Luis Carlos Bravo | Columna de opinión personal
La política tiene memoria… pero también tiene conveniencia. Y en San Luis, Arizona, el tablero electoral rumbo a noviembre ya empezó a moverse con una jugada que hace no mucho parecía improbable.
Tadeo De La Hoya, quien durante los últimos años fue un opositor público de la alcaldesa Nieves Riedel, hoy camina de su mano como su carta para la alcaldía. No solo eso, ella misma impulsa su candidatura mientras busca la permanencia dentro del gobierno ahora como integrante del concilio. La crítica de ayer se convirtió en proyecto compartido de hoy.
¿Evolución política? ¿Madurez institucional? ¿Conveniencia estratégica? Cuestión de enfoques. Cada quien tendrá su lectura.

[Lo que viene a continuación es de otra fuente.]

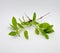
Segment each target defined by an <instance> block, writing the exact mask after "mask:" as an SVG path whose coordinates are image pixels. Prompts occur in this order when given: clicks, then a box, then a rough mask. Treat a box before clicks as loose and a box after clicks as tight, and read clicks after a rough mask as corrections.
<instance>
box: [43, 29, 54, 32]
mask: <svg viewBox="0 0 60 53" xmlns="http://www.w3.org/2000/svg"><path fill="white" fill-rule="evenodd" d="M44 31H45V32H46V33H52V32H54V30H53V29H52V28H49V29H46V30H44Z"/></svg>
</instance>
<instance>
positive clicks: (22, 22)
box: [21, 22, 32, 26]
mask: <svg viewBox="0 0 60 53" xmlns="http://www.w3.org/2000/svg"><path fill="white" fill-rule="evenodd" d="M21 24H22V25H29V26H31V25H32V24H31V23H30V22H22V23H21Z"/></svg>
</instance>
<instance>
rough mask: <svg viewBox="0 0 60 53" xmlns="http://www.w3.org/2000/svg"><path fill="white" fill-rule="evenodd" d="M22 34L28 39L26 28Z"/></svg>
mask: <svg viewBox="0 0 60 53" xmlns="http://www.w3.org/2000/svg"><path fill="white" fill-rule="evenodd" d="M24 36H25V38H26V39H29V37H28V31H26V30H25V31H24Z"/></svg>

Lo cierto es que el bloque cercano al poder ya tomó forma, va así: Luisa Arreola, Ruben Walshe y la propia Nieves Riedel acompañarían la fórmula. No es un movimiento improvisado, sería una operación política con cálculo, con estructura y con clara intención de continuidad.

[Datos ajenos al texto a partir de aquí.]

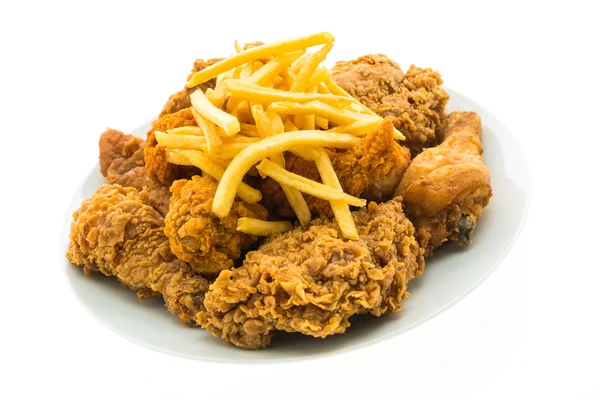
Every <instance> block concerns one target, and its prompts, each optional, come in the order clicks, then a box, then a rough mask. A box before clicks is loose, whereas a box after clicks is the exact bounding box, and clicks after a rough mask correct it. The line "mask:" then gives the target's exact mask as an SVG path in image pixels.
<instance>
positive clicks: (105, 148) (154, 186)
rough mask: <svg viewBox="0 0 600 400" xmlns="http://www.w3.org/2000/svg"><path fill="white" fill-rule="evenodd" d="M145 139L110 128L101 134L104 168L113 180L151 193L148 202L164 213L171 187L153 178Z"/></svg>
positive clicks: (104, 171) (169, 201) (100, 135)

Del otro lado, Matias Rosales construye su propio bloque. Lo acompañan el concejal Javier Vargas y Octavio Ramírez, además de un tercer perfil aún por definirse tras la decisión de la concejal María Cruz de no buscar la reelección. Rosales no es ajeno al escenario político; ha sido concejal, vicealcalde y ha competido en otras contiendas. Es, además, un empresario con presencia en la ciudad.
Aquí no solo se disputa la alcaldía. Se disputa el control político de la ciudad. Y ahí es donde verdaderamente se definen los equilibrios de los dos grupos con poder, ya conocidos por todos.
El periodo para registrar candidaturas inició el 23 de febrero y concluye el 23 de marzo. Existen otros aspirantes interesados en competir; sin embargo, sus nombres no son aún de mi conocimiento. Una vez que así sea, me daré la oportunidad de hacer un ejercicio periodístico con sus perfiles. Por lo pronto, me reservo a los nombres más visibles, más públicos… y más grillos.
Lo interesante —y políticamente revelador— no es solo quién compite, sino cómo se reacomodan las lealtades. Las “alianzas inesperadas” y las rupturas superadas (o al menos esa es la narrativa que se intenta posicionar) forman parte del discurso. Pero cuando se acerca una elección, la política suele mostrar la versión mas cruda de las personas, buscan cálculo, supervivencia y reposicionamiento. A veces, por salvar el propio proyecto, se reescriben diferencias, se suavizan críticas y se estrechan manos que antes se señalaban.
Así se mueve el poder en San Luis, Arizona, algo muy similar a lo que ocurre en mi San Luis Río Colorado.